I have a really, really poor understanding around security and safety when building websites – what I want to do is store the information the user enters to log in into a cookie so that I can do two things:

1. Check the cookie from flash (via a php file) to grab information about a logged in user (if at all). This will be used for highscore APIs, etc.
2. Automatically log in a user when they come back to my site.

The site itself doesn’t really have any important information etc, so I mean it doesn’t have the be the most secure thing on earth (or even close). But I’d like it to not be tampered with if possible.

From my understanding, storing user information in a cookie can be bad because the user can just alter the cookie and be logged in as someone else.

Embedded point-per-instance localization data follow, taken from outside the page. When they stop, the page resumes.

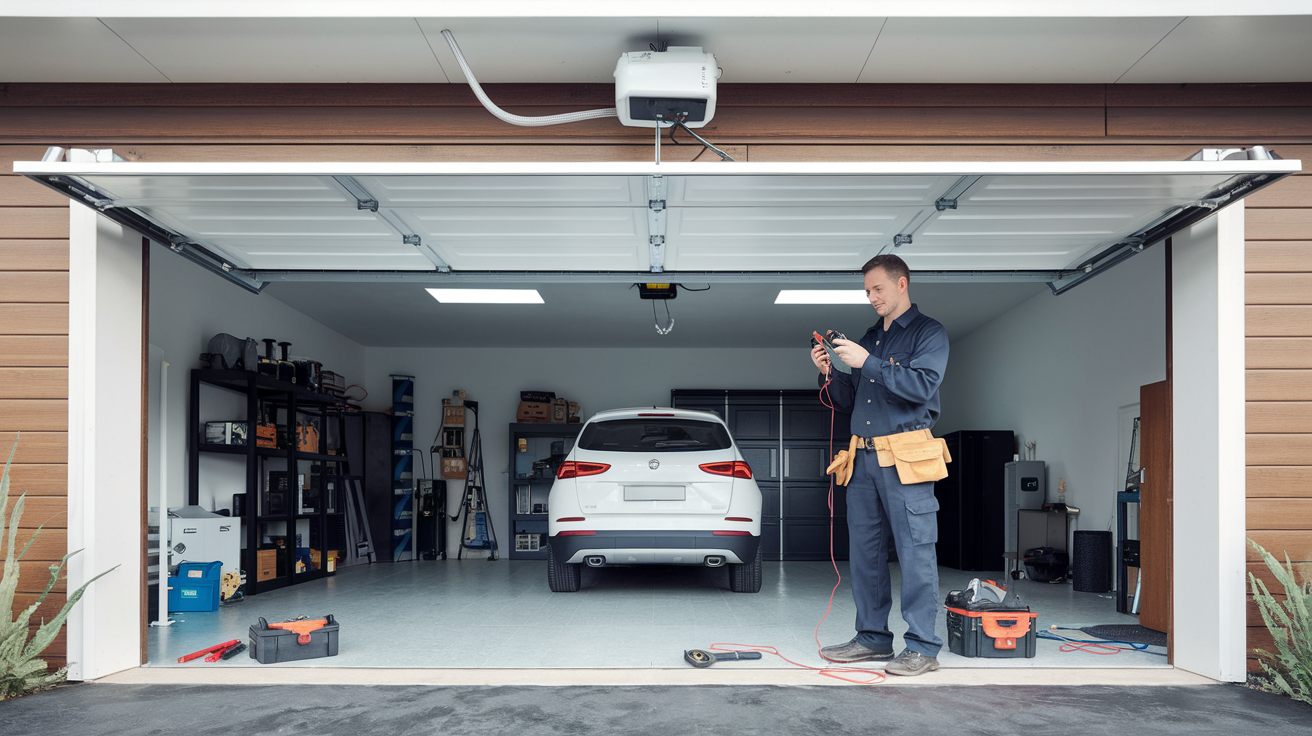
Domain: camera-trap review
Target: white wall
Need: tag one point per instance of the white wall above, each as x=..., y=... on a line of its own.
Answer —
x=104, y=445
x=596, y=378
x=1207, y=423
x=1056, y=369
x=190, y=305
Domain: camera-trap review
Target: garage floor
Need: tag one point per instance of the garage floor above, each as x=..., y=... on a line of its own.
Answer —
x=480, y=614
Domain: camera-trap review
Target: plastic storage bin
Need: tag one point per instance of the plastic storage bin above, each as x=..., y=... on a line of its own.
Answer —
x=272, y=646
x=992, y=634
x=196, y=587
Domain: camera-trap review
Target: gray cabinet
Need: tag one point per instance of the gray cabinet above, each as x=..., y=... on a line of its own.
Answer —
x=785, y=437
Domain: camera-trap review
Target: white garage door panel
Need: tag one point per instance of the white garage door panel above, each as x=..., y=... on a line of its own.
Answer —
x=1080, y=190
x=535, y=238
x=678, y=217
x=546, y=253
x=244, y=190
x=806, y=190
x=500, y=190
x=779, y=238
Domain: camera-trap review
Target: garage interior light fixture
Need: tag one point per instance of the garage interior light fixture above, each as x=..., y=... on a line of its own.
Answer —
x=820, y=297
x=487, y=295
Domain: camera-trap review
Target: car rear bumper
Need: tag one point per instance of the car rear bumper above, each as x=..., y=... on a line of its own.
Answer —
x=655, y=547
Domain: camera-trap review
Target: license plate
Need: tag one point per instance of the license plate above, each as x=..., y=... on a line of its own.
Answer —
x=654, y=492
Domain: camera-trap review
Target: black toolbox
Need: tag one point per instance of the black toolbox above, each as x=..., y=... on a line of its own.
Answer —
x=272, y=644
x=992, y=634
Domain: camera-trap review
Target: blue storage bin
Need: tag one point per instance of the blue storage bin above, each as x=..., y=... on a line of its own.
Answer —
x=196, y=587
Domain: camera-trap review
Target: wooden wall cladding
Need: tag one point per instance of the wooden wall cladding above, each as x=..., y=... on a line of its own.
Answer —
x=34, y=373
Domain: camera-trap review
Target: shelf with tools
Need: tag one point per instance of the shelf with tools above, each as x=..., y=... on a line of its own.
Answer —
x=291, y=507
x=537, y=450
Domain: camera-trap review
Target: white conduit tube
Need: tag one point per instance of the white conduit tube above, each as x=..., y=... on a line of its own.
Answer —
x=520, y=120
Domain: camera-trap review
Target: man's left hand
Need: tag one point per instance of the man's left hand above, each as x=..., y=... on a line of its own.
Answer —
x=850, y=353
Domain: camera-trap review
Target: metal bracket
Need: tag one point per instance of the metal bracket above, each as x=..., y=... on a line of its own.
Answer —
x=656, y=211
x=1252, y=154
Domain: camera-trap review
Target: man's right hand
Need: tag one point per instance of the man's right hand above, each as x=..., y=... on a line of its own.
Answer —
x=820, y=358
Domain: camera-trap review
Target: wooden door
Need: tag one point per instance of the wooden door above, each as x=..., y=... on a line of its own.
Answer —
x=1155, y=509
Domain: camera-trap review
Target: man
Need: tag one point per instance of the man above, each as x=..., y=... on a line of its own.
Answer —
x=896, y=370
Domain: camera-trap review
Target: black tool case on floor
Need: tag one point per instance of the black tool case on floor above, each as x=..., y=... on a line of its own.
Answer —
x=993, y=634
x=272, y=646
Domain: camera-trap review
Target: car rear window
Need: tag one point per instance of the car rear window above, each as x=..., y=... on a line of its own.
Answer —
x=655, y=436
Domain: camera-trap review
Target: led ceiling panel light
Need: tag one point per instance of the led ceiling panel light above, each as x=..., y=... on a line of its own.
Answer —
x=820, y=297
x=487, y=295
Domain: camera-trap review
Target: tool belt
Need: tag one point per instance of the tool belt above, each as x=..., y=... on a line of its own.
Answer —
x=919, y=455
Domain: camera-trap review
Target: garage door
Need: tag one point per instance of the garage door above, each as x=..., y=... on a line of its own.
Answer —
x=1054, y=222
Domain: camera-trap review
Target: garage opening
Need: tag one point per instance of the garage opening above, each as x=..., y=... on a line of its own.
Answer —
x=337, y=260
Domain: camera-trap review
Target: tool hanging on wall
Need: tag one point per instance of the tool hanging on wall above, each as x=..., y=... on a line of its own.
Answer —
x=478, y=531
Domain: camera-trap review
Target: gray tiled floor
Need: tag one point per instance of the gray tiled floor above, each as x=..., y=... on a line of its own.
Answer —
x=500, y=614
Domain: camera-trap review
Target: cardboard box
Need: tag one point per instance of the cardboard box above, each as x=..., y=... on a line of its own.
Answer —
x=453, y=415
x=534, y=412
x=266, y=564
x=453, y=469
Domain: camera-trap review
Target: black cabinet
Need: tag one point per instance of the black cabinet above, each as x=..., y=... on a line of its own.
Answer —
x=972, y=500
x=537, y=450
x=369, y=436
x=297, y=466
x=785, y=437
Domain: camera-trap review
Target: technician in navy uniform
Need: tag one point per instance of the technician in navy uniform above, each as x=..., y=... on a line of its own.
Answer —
x=896, y=370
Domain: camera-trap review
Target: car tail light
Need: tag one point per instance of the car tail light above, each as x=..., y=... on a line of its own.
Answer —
x=571, y=469
x=736, y=469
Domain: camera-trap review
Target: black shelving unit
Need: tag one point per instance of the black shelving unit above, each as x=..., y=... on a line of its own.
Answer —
x=538, y=440
x=278, y=509
x=783, y=434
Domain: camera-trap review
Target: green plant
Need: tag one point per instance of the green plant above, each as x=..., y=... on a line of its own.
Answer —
x=1289, y=671
x=20, y=669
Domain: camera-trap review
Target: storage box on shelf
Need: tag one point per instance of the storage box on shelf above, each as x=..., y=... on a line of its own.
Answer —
x=537, y=450
x=294, y=487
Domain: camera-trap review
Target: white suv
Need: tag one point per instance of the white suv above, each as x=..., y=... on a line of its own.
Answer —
x=655, y=487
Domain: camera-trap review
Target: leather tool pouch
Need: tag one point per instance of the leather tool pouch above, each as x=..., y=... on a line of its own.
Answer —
x=920, y=457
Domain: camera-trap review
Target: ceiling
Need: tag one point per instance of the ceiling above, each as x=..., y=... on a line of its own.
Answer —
x=1035, y=47
x=601, y=315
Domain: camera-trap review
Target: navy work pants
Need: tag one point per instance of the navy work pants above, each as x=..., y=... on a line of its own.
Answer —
x=878, y=503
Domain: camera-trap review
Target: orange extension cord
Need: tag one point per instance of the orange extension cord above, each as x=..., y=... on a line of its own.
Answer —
x=835, y=672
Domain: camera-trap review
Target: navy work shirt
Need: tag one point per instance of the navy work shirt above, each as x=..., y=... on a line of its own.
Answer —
x=884, y=398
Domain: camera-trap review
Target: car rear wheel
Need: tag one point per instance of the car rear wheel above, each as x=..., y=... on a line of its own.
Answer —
x=564, y=577
x=747, y=577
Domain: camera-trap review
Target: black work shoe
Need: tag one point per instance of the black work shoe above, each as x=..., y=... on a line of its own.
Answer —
x=911, y=663
x=853, y=652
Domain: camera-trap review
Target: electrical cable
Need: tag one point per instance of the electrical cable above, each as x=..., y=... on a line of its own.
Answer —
x=835, y=672
x=660, y=329
x=520, y=120
x=690, y=131
x=1104, y=647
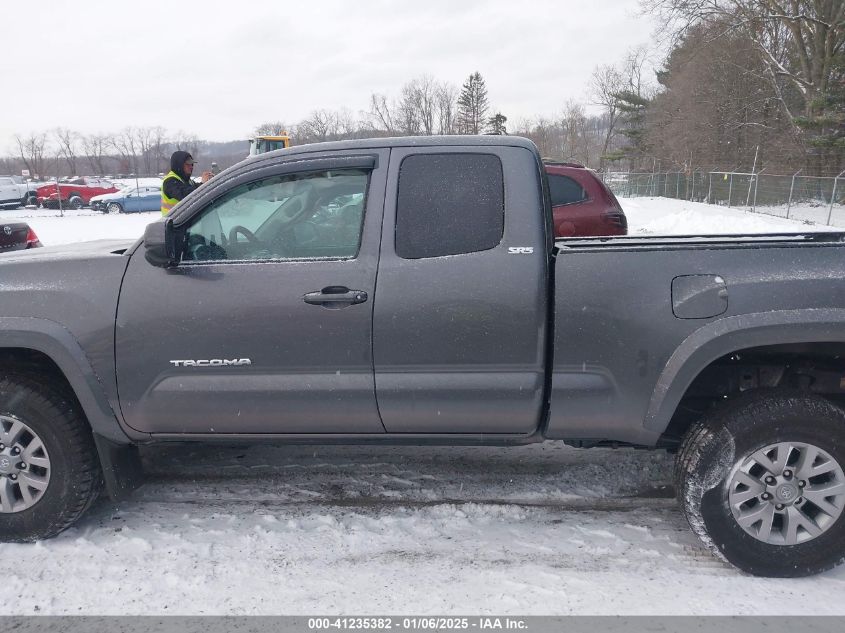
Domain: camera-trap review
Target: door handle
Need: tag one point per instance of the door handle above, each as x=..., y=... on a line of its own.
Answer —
x=335, y=297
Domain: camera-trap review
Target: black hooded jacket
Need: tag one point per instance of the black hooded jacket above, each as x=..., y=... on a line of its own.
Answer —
x=173, y=188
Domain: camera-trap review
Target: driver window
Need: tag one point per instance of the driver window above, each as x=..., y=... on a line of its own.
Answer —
x=315, y=215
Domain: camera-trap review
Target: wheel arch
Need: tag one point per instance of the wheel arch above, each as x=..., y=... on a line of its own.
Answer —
x=40, y=345
x=705, y=346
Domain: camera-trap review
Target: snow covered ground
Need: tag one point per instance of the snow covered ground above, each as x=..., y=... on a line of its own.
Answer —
x=541, y=529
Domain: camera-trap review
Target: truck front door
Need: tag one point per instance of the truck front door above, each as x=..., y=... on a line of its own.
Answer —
x=265, y=326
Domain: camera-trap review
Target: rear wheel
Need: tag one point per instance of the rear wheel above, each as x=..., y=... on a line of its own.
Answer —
x=761, y=482
x=49, y=472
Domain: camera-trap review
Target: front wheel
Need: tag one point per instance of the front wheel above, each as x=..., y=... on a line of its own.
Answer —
x=761, y=482
x=49, y=472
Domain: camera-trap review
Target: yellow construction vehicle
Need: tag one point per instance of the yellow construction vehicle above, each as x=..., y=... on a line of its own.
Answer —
x=266, y=143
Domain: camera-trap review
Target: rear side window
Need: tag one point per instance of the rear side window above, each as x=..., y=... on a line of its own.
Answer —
x=449, y=204
x=565, y=190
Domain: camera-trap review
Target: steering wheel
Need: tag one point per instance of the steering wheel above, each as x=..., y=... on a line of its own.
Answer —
x=249, y=235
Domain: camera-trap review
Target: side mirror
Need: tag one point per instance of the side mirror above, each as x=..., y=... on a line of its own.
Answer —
x=160, y=244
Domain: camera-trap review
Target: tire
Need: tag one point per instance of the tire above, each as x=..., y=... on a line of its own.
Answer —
x=67, y=470
x=721, y=463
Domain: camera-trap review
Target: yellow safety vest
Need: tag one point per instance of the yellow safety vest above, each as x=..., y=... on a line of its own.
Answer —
x=168, y=203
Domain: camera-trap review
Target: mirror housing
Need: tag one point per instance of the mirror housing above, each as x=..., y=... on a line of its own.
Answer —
x=160, y=244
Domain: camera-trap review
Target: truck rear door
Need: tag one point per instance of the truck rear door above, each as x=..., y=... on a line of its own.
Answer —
x=460, y=314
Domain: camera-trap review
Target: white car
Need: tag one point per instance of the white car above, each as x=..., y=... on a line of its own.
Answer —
x=15, y=192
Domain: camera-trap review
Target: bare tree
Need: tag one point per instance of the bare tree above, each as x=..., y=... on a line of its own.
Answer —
x=32, y=149
x=145, y=138
x=799, y=41
x=574, y=127
x=605, y=84
x=126, y=145
x=472, y=105
x=271, y=128
x=424, y=91
x=186, y=142
x=381, y=113
x=67, y=141
x=322, y=125
x=95, y=147
x=407, y=111
x=447, y=102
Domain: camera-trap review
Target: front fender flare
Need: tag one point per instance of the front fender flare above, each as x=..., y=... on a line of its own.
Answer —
x=731, y=334
x=56, y=342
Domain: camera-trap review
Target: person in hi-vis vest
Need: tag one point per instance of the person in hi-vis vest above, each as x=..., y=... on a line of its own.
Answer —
x=177, y=183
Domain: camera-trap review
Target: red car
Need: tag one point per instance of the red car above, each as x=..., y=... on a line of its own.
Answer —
x=582, y=205
x=75, y=193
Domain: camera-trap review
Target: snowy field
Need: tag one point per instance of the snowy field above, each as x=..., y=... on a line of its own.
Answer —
x=541, y=529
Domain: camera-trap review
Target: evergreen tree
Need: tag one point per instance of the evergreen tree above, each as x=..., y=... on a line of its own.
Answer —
x=632, y=108
x=496, y=124
x=472, y=105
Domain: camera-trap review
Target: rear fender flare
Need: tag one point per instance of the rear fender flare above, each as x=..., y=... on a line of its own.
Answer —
x=731, y=334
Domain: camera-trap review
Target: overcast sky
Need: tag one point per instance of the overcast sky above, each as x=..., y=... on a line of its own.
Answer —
x=218, y=69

I was thinking; is it reasonably safe to do something like this?:

1. When the user logs in, store an MD5’d version of their email address (used to log in). This way at least it’s extremely unlikely that they will be able to modify the information to reflect another user in the database.
2. Because someone could just MD5 an email address that they know someone else uses for the site and change their cookie to reflect that, should I maybe store their MD5’d password alongside it and then use these to attempt a login at every page? Only thing is that this seems like it would be slow/non-strategic because it’s needing to basically re-login with the information in the cookie every page.

This approach probably seems really strange, but would it work fine? The main requirement I have is that if the user is logged into my site, playing my flash games anywhere on the internet will automatically pick up that they’re logged in and work with their information.